Belichick had some positive words about rookie defensive lineman Joe Vellano, who started at tackle alongside Tommy Kelly.

“I think Joe has played competitively through camp,” Belichick said. “He’s a tough kid, out there every day, works hard, getting better. We’ll take it day by day and see how it goes. But he’s been improving and that’s a good thing.”

The undrafted Vellano, listed at 6 feet 2 inches, 300 pounds, was a two-time team captain at Maryland and a first-team All-ACC pick last fall.

Good, not great

Perhaps because the rookie’s level of play has raised expectations, Belichick looked past Kenbrell Thompkins’s team highs of eight catches and 116 receiving yards Thursday and saw the imperfections, including his trouble getting off the line.

“I think that’s an area that all rookie receivers need to work on and haven’t had a lot of experience with — there isn’t a whole lot of press coverage in college,” Belichick said. “There are a couple of teams that do it but there’s not a whole lot of it.

“I think that’s something that any young receiver needs a lot of work on.
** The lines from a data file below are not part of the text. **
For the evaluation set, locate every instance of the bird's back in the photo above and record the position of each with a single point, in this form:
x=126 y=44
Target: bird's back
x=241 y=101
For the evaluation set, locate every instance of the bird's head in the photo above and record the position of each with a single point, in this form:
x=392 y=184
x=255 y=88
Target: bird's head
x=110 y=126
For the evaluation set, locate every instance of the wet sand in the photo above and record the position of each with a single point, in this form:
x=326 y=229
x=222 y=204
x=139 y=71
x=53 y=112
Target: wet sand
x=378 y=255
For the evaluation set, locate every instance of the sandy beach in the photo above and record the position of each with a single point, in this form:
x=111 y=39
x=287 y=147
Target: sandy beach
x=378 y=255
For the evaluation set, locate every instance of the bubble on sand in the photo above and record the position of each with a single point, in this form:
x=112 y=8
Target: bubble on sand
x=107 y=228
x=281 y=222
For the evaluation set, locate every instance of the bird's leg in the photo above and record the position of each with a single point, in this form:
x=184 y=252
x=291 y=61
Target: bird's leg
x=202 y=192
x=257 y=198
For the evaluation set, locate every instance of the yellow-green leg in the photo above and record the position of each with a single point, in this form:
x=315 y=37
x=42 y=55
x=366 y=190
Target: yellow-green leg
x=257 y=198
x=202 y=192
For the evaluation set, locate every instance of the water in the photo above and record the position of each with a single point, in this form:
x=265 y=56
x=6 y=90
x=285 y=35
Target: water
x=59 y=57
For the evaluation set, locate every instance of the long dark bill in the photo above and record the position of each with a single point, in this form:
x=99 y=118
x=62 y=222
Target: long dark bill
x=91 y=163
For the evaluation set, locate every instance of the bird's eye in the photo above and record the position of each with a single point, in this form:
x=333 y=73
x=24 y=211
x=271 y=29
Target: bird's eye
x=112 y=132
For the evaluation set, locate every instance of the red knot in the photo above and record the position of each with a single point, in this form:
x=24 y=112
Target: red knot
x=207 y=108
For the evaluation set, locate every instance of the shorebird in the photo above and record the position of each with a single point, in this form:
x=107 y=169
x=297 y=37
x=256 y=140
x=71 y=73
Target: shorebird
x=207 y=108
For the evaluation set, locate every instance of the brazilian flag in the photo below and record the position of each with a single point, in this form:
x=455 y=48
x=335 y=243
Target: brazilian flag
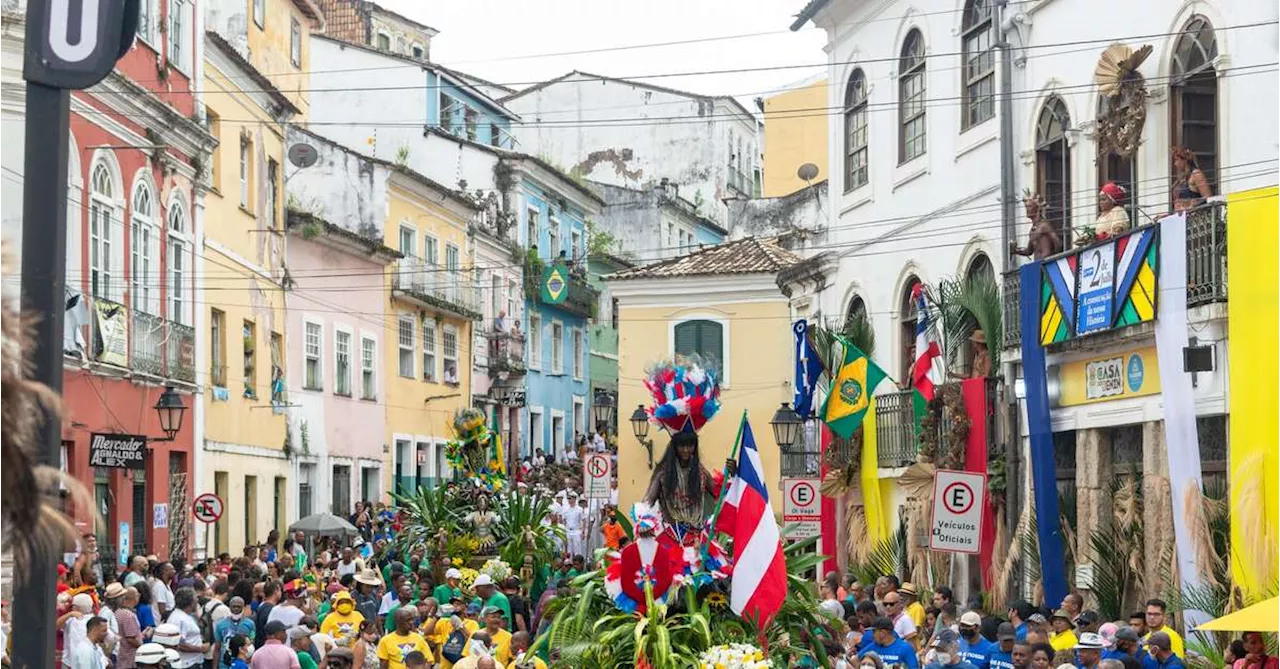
x=850 y=392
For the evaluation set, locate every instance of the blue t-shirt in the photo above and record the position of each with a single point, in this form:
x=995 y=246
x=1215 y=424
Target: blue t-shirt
x=978 y=653
x=896 y=653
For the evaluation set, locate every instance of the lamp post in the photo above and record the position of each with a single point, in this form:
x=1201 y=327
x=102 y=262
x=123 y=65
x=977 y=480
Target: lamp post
x=640 y=427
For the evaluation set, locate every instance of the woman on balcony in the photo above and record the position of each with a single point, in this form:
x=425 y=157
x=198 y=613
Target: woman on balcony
x=1191 y=188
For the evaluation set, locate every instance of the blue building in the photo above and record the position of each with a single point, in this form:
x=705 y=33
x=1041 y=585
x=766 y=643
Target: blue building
x=552 y=229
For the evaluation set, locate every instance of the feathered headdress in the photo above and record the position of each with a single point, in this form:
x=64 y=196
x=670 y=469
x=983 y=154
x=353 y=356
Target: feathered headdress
x=685 y=394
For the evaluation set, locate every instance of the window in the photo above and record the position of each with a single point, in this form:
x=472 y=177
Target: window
x=246 y=151
x=451 y=354
x=535 y=342
x=429 y=348
x=855 y=131
x=1193 y=92
x=368 y=363
x=702 y=338
x=145 y=251
x=979 y=64
x=557 y=348
x=296 y=42
x=101 y=234
x=218 y=352
x=341 y=362
x=178 y=297
x=406 y=340
x=250 y=334
x=178 y=33
x=273 y=192
x=910 y=92
x=1054 y=164
x=312 y=343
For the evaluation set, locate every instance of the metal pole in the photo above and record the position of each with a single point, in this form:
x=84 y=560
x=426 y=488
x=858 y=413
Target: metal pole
x=44 y=275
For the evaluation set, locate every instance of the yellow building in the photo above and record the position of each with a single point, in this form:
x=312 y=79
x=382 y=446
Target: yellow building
x=723 y=303
x=795 y=132
x=433 y=303
x=243 y=461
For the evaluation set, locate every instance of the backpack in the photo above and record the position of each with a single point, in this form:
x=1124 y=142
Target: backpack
x=455 y=645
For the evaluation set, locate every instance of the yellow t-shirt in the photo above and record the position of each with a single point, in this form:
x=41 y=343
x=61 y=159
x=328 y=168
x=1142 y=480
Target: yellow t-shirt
x=393 y=647
x=342 y=627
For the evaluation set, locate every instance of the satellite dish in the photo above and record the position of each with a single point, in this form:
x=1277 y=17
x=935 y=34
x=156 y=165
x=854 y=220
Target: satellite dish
x=304 y=155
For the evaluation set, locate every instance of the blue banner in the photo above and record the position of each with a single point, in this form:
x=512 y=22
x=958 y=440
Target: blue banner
x=1043 y=481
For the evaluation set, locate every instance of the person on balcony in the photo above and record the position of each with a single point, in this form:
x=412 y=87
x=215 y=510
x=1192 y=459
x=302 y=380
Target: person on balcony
x=1192 y=187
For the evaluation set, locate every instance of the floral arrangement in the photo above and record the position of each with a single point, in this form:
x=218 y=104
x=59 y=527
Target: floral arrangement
x=497 y=569
x=734 y=656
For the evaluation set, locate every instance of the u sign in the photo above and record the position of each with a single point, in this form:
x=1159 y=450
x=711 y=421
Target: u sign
x=74 y=44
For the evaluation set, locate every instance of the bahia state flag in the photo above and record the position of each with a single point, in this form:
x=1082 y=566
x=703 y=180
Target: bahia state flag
x=850 y=393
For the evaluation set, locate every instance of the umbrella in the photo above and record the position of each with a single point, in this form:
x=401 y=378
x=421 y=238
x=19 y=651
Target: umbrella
x=1262 y=617
x=324 y=525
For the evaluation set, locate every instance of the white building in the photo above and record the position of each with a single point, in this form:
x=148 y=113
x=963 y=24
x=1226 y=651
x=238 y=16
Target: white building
x=707 y=145
x=915 y=184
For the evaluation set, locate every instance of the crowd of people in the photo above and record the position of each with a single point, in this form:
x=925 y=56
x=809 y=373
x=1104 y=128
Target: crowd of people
x=890 y=626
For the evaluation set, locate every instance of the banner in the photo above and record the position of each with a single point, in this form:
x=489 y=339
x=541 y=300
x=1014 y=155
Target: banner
x=1179 y=402
x=1043 y=480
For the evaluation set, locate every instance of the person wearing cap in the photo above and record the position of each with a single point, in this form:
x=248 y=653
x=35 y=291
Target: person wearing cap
x=343 y=621
x=1156 y=622
x=403 y=640
x=451 y=587
x=1089 y=649
x=489 y=595
x=888 y=646
x=1002 y=655
x=972 y=645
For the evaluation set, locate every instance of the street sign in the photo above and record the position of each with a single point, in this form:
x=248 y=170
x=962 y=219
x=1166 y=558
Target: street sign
x=208 y=508
x=801 y=508
x=956 y=522
x=597 y=473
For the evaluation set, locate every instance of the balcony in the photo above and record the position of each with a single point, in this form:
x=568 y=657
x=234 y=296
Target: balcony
x=1206 y=267
x=430 y=287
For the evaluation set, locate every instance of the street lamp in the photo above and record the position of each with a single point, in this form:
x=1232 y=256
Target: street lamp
x=640 y=427
x=786 y=426
x=172 y=411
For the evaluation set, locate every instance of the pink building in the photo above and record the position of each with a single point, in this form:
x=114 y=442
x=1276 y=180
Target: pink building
x=337 y=328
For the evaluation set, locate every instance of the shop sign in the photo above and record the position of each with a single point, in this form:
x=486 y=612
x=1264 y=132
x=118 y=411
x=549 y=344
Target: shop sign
x=1119 y=375
x=118 y=452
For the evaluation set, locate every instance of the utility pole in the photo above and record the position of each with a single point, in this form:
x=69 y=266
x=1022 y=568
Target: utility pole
x=69 y=45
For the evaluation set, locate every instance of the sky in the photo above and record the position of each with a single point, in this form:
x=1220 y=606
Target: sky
x=506 y=41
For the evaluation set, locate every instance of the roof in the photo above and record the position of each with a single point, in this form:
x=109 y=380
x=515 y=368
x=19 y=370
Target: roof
x=255 y=76
x=750 y=255
x=807 y=13
x=629 y=82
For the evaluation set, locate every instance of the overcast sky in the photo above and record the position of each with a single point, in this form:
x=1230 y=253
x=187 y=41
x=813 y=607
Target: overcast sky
x=493 y=39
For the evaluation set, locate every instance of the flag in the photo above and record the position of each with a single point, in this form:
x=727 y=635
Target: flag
x=808 y=369
x=850 y=392
x=759 y=582
x=924 y=374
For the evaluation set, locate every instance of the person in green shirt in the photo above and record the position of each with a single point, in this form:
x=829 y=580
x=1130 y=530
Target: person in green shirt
x=449 y=589
x=489 y=595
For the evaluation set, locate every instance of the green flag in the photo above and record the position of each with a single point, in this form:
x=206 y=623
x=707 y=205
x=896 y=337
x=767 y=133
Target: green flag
x=850 y=393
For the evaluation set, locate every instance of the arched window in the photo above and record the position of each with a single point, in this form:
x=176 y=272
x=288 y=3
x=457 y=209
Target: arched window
x=979 y=64
x=855 y=131
x=103 y=244
x=145 y=251
x=910 y=97
x=703 y=338
x=1193 y=92
x=1054 y=163
x=906 y=324
x=179 y=293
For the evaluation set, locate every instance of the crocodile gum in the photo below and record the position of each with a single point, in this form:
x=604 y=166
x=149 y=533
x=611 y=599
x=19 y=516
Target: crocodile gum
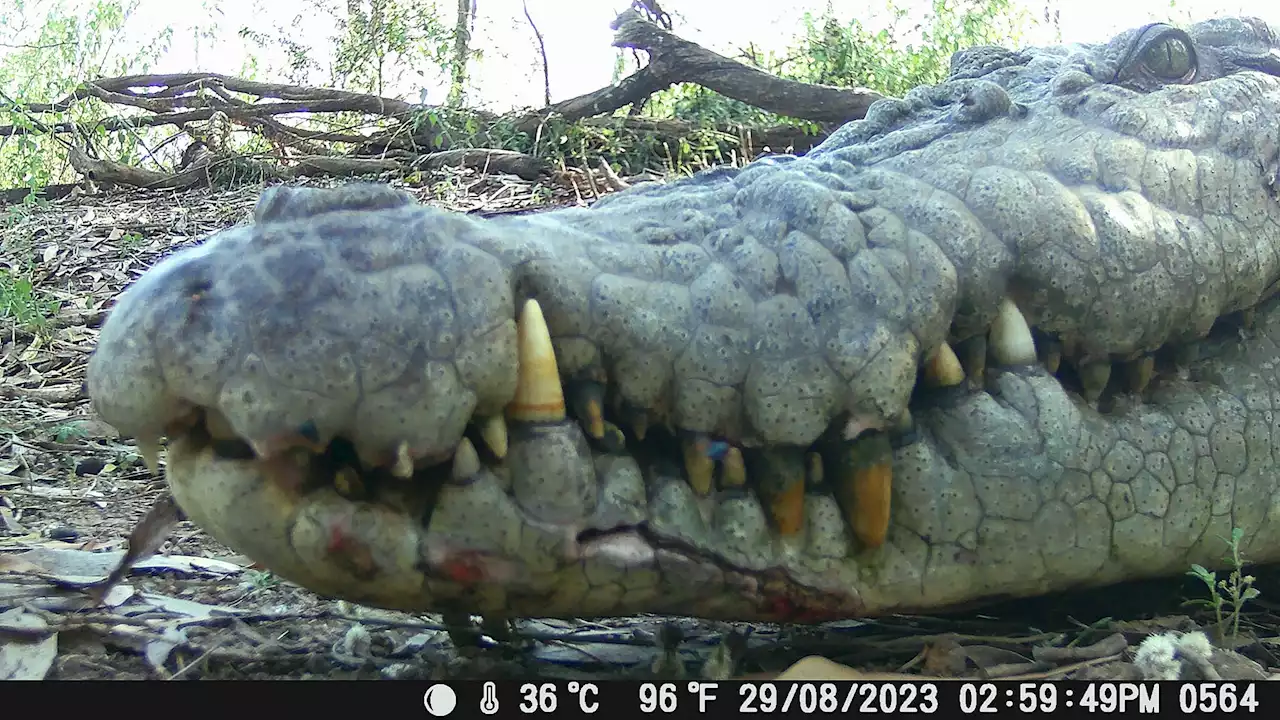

I would say the same thing for defensive backs. [Thompkins] would certainly go in that category; I think they all do.”

Belichick acknowledged that Thompkins made “a couple nice plays” in Detroit, but said he is far from a finished product.

“Working against different corners, different skill sets, he just has to match up individually. Whether it’s quickness or speed or size or . . . technique, there are different ways to win out there and they may not all be the same depending on the defender he’s facing or the technique that they’re playing,” Belichick said. “That’s why players have to be good at more than one thing or have more than one skill, or eventually then that one thing gets shut down by a particular technique or certain type of player and that player loses his effectiveness.

“For KT, he just needs to work on the whole process out there against different guys and different techniques and being able to deal with whatever the challenge is that he’s facing on the perimeter, be it the individual player or the technique that the guy is playing.”

Simple explanation

The coach was at his Belichickian best when asked why Vince Wilfork didn’t play Thursday.

“We just didn’t put him in. That’s why,” Belichick said.

Because?

“Because there were other players who played.”

Wilfork went through a one-on-one warm-up and stretching session with head strength and conditioning coach Harold Nash a couple of hours before kickoff and was on the sideline in uniform but did not take the field.

He likely did not play as a precaution.